🤖 AI Summary
This work investigates the emergence of unfaithful reasoning in large language models—where generated chains of thought exhibit logical inconsistencies or lack causal grounding in the final answer—by conducting synthetic experiments with small Transformers trained on noisy modular arithmetic tasks. The study systematically analyzes how reasoning fidelity arises during training and identifies a critical noise threshold: below this threshold, models learn concise, step-by-step reasoning that faithfully mirrors the ground-truth solution process; above it, a phase transition occurs, leading models to adopt shortcut reasoning strategies. Notably, during the transitional regime near this threshold, an implicit self-verification mechanism spontaneously emerges within the model’s internal representations. These findings reveal the pivotal role of training data noise in shaping reasoning behavior and highlight the emergent capacity of neural networks to encode uncertainty through internal mechanisms.
📝 Abstract
Chain-of-thought (CoT) reasoning generated by large language models (LLMs) is often unfaithful: intermediate steps can be logically inconsistent or fail to reflect the causal relationship leading to the final answer. Despite extensive empirical observations, a fundamental understanding of CoT is lacking--what constitutes faithful CoT reasoning, and how unfaithfulness emerges from autoregressive training. We study these questions using well-controlled synthetic experiments, training small transformers on noisy data to solve modular arithmetic expressions step by step, a task we term Arithmetic Expression Reasoning.

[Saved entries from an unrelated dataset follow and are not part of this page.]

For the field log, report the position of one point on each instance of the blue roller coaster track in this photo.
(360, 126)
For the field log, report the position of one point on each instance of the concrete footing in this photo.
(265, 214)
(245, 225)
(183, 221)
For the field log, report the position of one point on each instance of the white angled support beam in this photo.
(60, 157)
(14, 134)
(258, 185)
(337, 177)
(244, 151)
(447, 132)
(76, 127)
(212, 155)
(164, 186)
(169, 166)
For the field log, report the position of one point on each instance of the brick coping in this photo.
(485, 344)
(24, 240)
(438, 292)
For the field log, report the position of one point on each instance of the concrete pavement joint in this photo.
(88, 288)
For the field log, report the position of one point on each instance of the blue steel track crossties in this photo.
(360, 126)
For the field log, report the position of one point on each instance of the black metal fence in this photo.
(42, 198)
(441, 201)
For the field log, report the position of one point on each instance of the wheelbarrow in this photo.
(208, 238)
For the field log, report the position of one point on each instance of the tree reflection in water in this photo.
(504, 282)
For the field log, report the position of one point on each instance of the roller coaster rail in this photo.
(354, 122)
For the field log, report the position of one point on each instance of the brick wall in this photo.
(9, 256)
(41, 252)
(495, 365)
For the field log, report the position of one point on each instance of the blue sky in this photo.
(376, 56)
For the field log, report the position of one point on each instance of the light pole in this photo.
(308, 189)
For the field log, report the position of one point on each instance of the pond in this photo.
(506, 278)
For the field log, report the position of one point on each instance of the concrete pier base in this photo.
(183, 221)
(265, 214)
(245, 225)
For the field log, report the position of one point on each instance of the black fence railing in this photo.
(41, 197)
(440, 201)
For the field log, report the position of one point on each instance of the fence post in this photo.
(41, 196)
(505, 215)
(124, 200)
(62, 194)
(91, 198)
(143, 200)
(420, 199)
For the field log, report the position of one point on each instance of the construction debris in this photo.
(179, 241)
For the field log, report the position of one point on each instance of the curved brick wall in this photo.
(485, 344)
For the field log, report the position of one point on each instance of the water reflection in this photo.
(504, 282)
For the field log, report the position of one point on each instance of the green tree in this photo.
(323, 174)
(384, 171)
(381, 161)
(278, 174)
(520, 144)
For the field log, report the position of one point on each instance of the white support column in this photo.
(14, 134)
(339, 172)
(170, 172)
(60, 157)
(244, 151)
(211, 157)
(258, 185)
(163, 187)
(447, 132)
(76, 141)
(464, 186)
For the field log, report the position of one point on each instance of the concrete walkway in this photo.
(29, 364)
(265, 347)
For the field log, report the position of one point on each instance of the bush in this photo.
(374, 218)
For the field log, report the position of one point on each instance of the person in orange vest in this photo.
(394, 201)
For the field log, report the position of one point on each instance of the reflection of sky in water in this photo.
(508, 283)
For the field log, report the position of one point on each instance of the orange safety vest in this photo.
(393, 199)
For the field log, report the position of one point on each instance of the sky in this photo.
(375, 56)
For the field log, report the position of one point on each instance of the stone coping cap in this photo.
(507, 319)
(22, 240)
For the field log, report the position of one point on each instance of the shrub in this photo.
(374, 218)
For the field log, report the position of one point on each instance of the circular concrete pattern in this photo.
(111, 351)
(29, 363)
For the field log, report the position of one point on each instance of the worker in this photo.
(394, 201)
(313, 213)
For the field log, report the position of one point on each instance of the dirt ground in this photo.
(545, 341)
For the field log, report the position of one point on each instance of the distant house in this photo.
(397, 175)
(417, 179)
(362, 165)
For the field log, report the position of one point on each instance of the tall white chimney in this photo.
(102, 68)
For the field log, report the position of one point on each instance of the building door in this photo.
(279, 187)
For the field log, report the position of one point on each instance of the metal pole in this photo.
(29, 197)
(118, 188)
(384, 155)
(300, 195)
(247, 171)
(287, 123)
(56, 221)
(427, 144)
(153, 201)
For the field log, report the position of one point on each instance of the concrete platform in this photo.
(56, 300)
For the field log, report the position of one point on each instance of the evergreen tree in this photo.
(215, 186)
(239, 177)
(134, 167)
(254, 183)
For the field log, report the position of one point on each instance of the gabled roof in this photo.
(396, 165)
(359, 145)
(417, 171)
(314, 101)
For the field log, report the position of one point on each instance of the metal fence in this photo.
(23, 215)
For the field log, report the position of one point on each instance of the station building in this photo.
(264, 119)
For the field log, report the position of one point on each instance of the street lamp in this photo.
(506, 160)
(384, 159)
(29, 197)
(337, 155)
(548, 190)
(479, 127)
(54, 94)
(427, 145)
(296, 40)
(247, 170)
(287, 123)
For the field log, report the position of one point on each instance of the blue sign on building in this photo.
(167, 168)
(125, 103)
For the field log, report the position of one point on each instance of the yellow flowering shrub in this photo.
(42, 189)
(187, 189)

We find that models can learn faithful reasoning that causally follows the underlying arithmetic rules, but only when the training noise is below a critical threshold, a phenomenon attributable to simplicity bias. At higher noise levels, training dynamics exhibit a transition from faithful stepwise reasoning to unfaithful skip-step reasoning via an intermediate mixed mode characterized by a transient increase in prediction entropy. Mechanistic analysis reveals that models learn to encode internal uncertainty by resolving inconsistent reasoning steps, which suggests the emergence of implicit self-verification from autoregressive training.